We focused on addressing three key user needs:

1. Seamless query-preview flow: Users needed the ability to move quickly between writing a query and previewing results without losing context or progress.
2. Guided query building with guardrails: A powerful yet accessible query builder was essential, one that supports customization but prevents overly complex or system-breaking queries.
3. Flexible scheduling: Ingestion timing had to match the diverse update cadences we heard from customers, ranging from hourly to weekly updates.
1. Tackling the disconnect with the query and preview:  Users rarely get their query right on the first attempt, so separating query selection and data preview into different steps created unnecessary friction during trial-and-error.
After: The query and preview are brought closer together, allowing for faster trial-and-error to get to the right data.
2: The existing query selection is too simple: If the query is overly simplified, the data query will pull in too much data. However, if we enable a full advanced SQL editor, we run into technical complexities if there are no boundaries. We explored different ways to handle this balance of simplicity and flexibility of the query.
Solution Exploration: Building a query with condition drop downs.
Drawback: Very technically complex to build, difficult to set logic boundaries.
Solution Exploration: Offering a more flexible SQL based query
Drawback: Difficult to set boundaries within the logic and only works for SQL experts. 
Final Design: Striking a balance with rigid selection of columns but flexible "where" clause section to input SQL for targeted data selection logic if needed. 
3: Many Customers Need to Specify Ingestion Schedule: A default, set ingestion in many cases will be unnecessary and could incur additional processing costs.
Solution: Add a scheduling section to the configuration that covers the time ranges we heard about in our feedback and interview sessions.
Design Iteration
Helping Users Monitor Inbound Data
To help guide designs around connection monitoring and observability, we leveraged the mapped opportunities from our research to define key aspects of the user experience. 
We focused on the these key user needs to help monitor and analyze data coming into the Tealum platform:

1.  Visibility into the status of configurations.
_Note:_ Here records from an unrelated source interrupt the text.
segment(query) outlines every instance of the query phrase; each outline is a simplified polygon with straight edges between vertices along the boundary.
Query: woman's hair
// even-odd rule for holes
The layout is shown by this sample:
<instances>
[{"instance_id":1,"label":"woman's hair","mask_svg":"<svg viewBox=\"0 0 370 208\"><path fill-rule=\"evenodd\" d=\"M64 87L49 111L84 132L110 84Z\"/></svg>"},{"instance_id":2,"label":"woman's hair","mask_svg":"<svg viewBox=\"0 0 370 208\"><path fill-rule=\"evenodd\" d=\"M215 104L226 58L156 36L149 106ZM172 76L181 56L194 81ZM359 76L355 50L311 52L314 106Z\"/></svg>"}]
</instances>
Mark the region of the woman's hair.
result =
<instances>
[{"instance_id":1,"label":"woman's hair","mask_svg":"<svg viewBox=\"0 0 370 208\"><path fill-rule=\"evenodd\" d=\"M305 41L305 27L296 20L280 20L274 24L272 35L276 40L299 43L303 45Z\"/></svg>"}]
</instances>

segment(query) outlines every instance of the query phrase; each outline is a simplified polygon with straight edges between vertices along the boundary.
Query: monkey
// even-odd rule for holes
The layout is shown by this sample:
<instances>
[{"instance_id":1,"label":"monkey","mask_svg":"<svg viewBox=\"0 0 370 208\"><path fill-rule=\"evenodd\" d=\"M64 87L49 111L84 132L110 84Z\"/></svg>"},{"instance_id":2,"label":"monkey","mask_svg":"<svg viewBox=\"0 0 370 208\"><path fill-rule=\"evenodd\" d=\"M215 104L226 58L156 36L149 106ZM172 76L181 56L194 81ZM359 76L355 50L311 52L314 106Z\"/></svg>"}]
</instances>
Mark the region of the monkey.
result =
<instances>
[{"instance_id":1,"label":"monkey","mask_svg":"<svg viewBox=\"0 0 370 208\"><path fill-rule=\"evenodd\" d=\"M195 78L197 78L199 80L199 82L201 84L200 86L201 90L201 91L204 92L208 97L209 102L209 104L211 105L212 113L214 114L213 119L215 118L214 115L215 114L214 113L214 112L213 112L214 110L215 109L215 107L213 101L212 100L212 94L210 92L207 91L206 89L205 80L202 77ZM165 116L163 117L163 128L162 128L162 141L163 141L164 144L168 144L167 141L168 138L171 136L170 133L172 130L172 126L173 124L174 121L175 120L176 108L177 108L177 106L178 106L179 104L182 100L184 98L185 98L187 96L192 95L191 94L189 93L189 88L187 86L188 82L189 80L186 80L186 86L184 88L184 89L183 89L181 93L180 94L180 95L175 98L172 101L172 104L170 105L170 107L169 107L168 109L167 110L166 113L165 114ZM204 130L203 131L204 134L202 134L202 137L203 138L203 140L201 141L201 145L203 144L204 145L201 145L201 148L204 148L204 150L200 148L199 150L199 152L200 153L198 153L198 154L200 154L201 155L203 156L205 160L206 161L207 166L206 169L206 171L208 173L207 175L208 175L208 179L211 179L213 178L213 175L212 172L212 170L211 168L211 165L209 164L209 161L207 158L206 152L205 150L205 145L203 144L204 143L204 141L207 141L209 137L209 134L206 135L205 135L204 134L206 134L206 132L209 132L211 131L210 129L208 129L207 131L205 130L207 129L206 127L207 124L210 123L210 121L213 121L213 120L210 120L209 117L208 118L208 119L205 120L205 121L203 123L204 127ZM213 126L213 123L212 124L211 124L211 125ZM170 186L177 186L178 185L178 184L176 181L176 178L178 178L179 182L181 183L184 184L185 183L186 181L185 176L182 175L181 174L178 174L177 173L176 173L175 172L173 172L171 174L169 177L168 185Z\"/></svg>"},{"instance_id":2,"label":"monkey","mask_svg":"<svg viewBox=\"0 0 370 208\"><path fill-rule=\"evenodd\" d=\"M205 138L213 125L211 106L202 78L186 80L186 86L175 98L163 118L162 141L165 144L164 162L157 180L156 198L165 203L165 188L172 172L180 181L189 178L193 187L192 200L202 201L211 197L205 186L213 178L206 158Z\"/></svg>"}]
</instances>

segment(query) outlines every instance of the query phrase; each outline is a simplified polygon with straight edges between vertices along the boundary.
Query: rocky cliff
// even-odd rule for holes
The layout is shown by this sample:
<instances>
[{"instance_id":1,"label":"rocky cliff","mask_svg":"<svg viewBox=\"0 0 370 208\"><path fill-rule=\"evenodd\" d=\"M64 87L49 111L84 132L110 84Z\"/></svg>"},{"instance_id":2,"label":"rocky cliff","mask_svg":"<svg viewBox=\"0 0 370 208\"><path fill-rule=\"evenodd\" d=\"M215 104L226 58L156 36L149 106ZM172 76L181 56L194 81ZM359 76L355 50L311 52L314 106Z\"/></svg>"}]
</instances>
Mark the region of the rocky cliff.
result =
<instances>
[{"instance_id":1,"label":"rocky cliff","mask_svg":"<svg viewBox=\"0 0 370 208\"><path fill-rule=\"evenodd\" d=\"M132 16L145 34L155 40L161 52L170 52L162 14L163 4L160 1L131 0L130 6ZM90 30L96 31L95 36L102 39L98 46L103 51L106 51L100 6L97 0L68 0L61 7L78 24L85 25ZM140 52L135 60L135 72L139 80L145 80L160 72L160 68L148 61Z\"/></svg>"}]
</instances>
2. Awareness of errors and the ability to see them at a glance.
 
3. Ability to view and troubleshoot errors with error log views and exporting.
Solution Exploration: Leveraging the existing accordion detail views to include metrics.
Drawback: Cramped area for insights, additional clicks to get error logs and exporting.
Final Designs: Slideout with tabs dedicated to insights, error logs, and exporting.
Improvements: Prioritization of error messages, larger screen area for insights, more scalable user interfaces for future enhancements.
Impact
Establishing a Scalable Workflow
The feature first launched as an Early Access release to a small group of customers, allowing our team to stress test performance, query logic flexibility, and ingestion reliability under large data volumes. After several weeks of iterative feedback and refinement, the feature moved to General Access and became the foundation for Tealium’s broader CDW integration strategy.

Key Outcomes:
• Established a scalable integration pattern that is now being reused to accelerate future cloud data warehouse (CDW) connection flows.
• Doubled data ingestion speed by enabling a direct-streaming connection, resulting in up to a 100% increase compared to previous ingestion methods.

• Closed a critical platform gap, positioning Tealium more competitively within the rapidly growing $9B CDW ecosystem.